Credit: Jami430, Creative Commons https://commons.wikimedia.org/wiki/File:Against_abortion%3F_Don%27t_have_one!.jpg
Last autumn, strikes resulting from the Polish Constitutional Court’s ruling on abortion, leading to a near-total abortion ban, brought the issue back into the European media spotlight. Most EU member states allow abortion when requested. This is in stark contrast to Poland and Malta, where abortion is illegal under almost all circumstances. However, whether or not the procedure is lawful does not necessarily guarantee effective access to abortion for women, and this is particularly true in Italy, the country of conscientious objectors.
The « Legge 194 » and the legalization of abortion in the peninsula
Abortion in Italy was authorized in 1978 by « Legge 194 » – Law 194 – confirmed by referendum in 1981. This law legalized the procedure up to the twelfth week of pregnancy at the request of the woman, and beyond this period on the advice of the doctor if the pregnancy constituted a danger to the woman’s life. Initially, only so-called surgical abortion was allowed.

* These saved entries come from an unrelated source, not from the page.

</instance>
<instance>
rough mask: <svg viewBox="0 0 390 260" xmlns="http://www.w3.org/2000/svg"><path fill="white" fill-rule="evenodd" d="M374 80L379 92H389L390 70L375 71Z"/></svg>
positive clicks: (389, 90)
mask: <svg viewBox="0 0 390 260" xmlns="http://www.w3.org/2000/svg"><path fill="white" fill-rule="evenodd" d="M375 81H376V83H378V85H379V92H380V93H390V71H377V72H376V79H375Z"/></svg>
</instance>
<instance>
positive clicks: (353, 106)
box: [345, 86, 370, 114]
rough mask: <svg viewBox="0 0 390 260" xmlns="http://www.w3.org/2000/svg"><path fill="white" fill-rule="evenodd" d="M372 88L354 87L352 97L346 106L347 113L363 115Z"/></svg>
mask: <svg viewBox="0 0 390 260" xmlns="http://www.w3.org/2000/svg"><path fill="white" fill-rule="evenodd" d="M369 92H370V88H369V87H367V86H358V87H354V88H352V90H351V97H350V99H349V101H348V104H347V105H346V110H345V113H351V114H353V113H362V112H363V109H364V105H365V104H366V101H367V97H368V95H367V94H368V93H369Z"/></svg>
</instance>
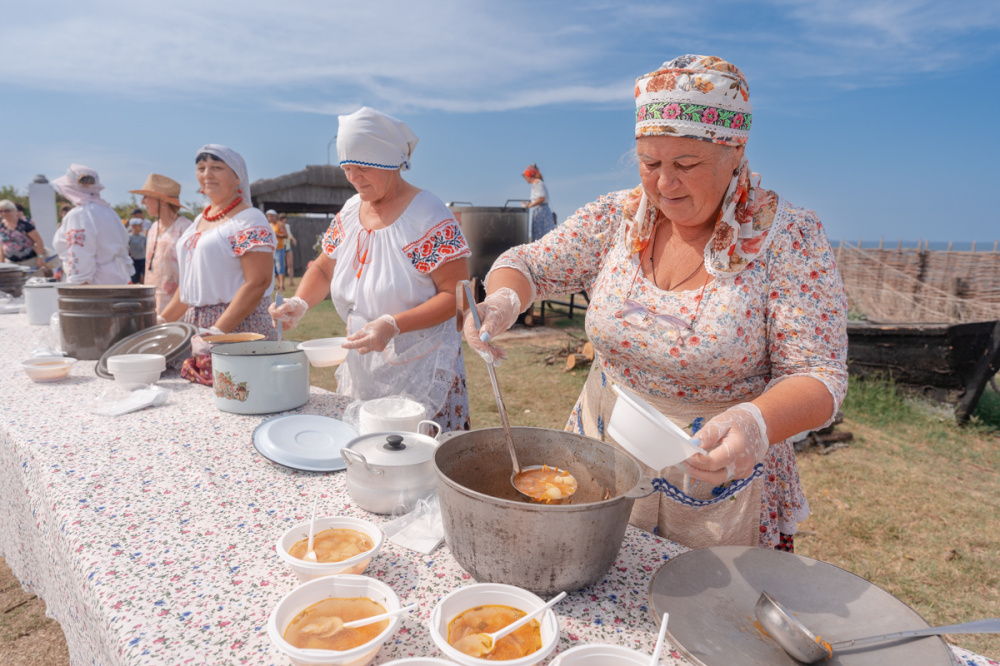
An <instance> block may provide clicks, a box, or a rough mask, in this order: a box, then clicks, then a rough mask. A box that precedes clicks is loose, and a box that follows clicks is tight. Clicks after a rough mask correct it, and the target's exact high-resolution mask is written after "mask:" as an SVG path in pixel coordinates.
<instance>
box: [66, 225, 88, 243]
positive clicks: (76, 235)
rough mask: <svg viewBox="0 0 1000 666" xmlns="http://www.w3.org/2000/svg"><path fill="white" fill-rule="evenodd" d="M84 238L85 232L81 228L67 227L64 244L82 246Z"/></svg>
mask: <svg viewBox="0 0 1000 666" xmlns="http://www.w3.org/2000/svg"><path fill="white" fill-rule="evenodd" d="M85 239H86V234H85V233H84V231H83V229H68V230H67V231H66V245H67V246H69V247H73V246H74V245H79V246H80V247H83V243H84V240H85Z"/></svg>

It was not until 2009 that additional legislation allowed medical abortions by using two drugs (mifepristone and prostaglandin). Nowadays, surgical abortion remains the main method of abortion in the country, representing around 80% of the cases.
The conscience clause: a loophole in Law 194
The restriction of access to abortion in Italy is the result of Article 9 of the abortion law, which states that healthcare workers are not obliged to take part in interventions for the termination of pregnancy when they raise conscientious objection on religious or personal grounds, with a prior declaration. This conscience clause cannot be invoked if the woman’s life is in danger, although some examples contradict this exception. Article 9, meant to be an exception allowing a handful of doctors and anaesthesiologists not to perform abortions, is the cause of restricted access to abortion in the country.
Some healthcare staff have raised their objections for religious or personal reasons, but others have become overwhelmed over the years because of the excessive workload they have had to take on due to the lack of doctors willing to perform abortions in their region. Silvana Agatone, president of LAIGA, an association of non-objecting doctors, stated that in 2005 the percentage of objecting doctors was 58% and by 2016 it had risen to 71%.
It is estimated that about 70% of doctors in Italy are conscientious objectors, but the figures vary greatly depending on the region. For example, in Lombardy, more than 60% of doctors are conscientious objectors, as in Liguria and Piedmont. In southern Italian regions, the number of conscientious objectors is even higher, with 80% of objectors in Lazio, 86% in Puglia and over 90% in Basilicata and Molise.
This situation has led to limited access to abortion in some regions and almost no access in the southernmost regions of the peninsula. The lack of doctors results in a longer waiting time to obtain an abortion appointment, which can cause women to exceed the legal time limit. Thus, women are often forced to travel to another town, region or even abroad to have an abortion. This difficulty in accessing abortion services also has the effect of forcing women to resort to illegal abortions, which were estimated to be between 10,000 and 13,000 per year by the Italian government in 2019.
The impact of Covid-19 on abortion in Italy
Travel restrictions, fear of contagion, and lack of information on available obstetrical services linked to the propagation of Covid-19 have further exacerbated pre-existing difficulties in accessing abortion in Italy. According to a Human Right Watch report, the Italian government has failed to meet its responsibility to ensure clear pathways to certain essential medical care (of which abortion is a part) and this has resulted in the suspension of abortions in multiple Italian hospitals. All of this created significant delays, which has prevented some women from accessing legal abortion as they had passed the 12-week limit.
This situation led the Italian government to issue a circular modifying the modalities of access to medical abortion, meaning that the delay in accessing medical abortion has been extended from 7 to 9 weeks of pregnancy. This procedure will be available on an ambulatory basis, whereas until now, three days of hospitalization were recommended.
Although this circular constitutes an improvement in the conditions of access to abortion – at least on paper – it is still too early to judge the effectiveness of this measure. This move has also been strongly criticized in some Italian regions such as Umbria where the region’s president, Donatella Tesei of the far-right Lega Nord, had banned the use of the abortion pill without hospitalization in June.
What does Europe say about abortion?
As for the European Union, it has no legal jurisdiction over abortion, but this has not prevented the European Parliament from expressing its concerns about Poland’s near-total ban on abortion.
In Italy’s case, the Council of Europe has criticized the conditions of abortion in the country. Indeed, the social rights committee of the Council of Europe considered that Italian women wishing to have an abortion still face too many hurdles. The committee also affirmed that if a country allows conscientious clauses, it must ensure that this situation does not prevent access to abortion. Only time will tell if this external pressure will be enough to improve access to abortion in the country, and grant Italian women more autonomy over their bodies.